Dijkstras Algorithm

This solves the single-source shortest-paths problem on a weighted graph $G=(V,E,l)$ where $l(u,v)\ge 0$ for all $(u,v)\in E$.

The idea

1. Maintain an estimate dist(v) of distance from s to v
2. Ensure this estimate is never smaller than the true distance
3. Keep track of set H of vertices whose dist value may not yet be correct
4. Then select. the vertex v in H that has the smallest distance
5. Remove v from H and recalculate the dist estimate to all vertices u connected to v

To write precisely, we need a data structure for storing vertices and their current distance estimates.

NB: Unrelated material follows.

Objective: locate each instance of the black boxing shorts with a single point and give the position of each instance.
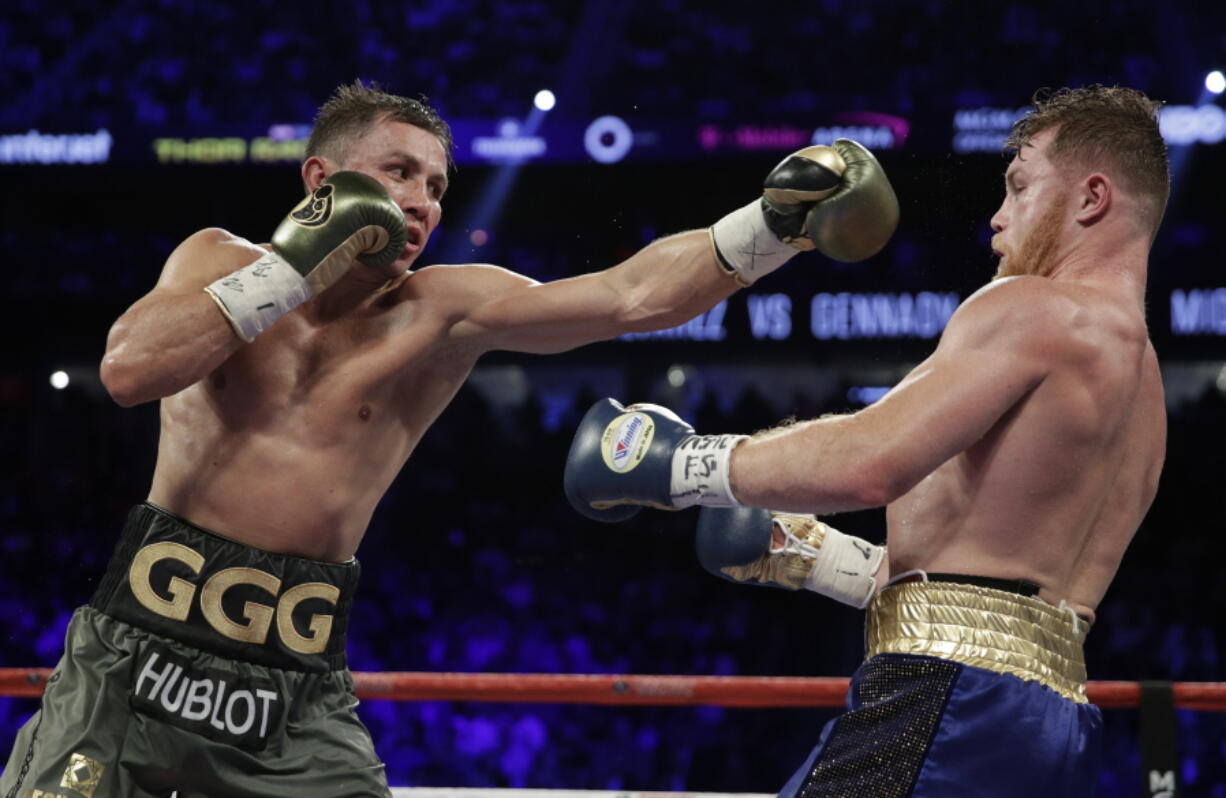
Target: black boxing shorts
(202, 667)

We can use a Priority Queue.

procedure dijkstra(G,l,s)  
Input: A graph G = (V, E) (directed or undirected); non-negative edge lengths l(u, v) for each (u, v) in E; and a start vertex s in V  
Output: For all u reachable from s, dist(u) is set to the distance from s to u
	for all u in V:
		dist(u) = inf
		prev(u) = nil
	dist(s) = 0
	H = makequeue(V, dist)
	while H is not empty:
		u = deletemin(H)
		for all edges (u, v) in E:
			if dist(v) >= dist(u) + l(u, v):
				dist(v) = dist(u) + l(u, v)
				prev(v) = u
				decreasekey(H, v, dist(v))

• Here, prev gives the identity of the vertex immediately before v on the shortest path from s to v and can follow prev pointers to reconstruct the shortest path from s to any v. We can also prove the correctness of this through Proof by Induction.

Runtime

This depends on how the priority queue is implemented. Using an array, this typically runs in $O(V^2)$ time and $O((V+E)\log V)$ using a tree based heap.

Negative Weights

Dijkstra’s doesn’t work by default with negative weights. We use Bellman-Ford Algorithm instead.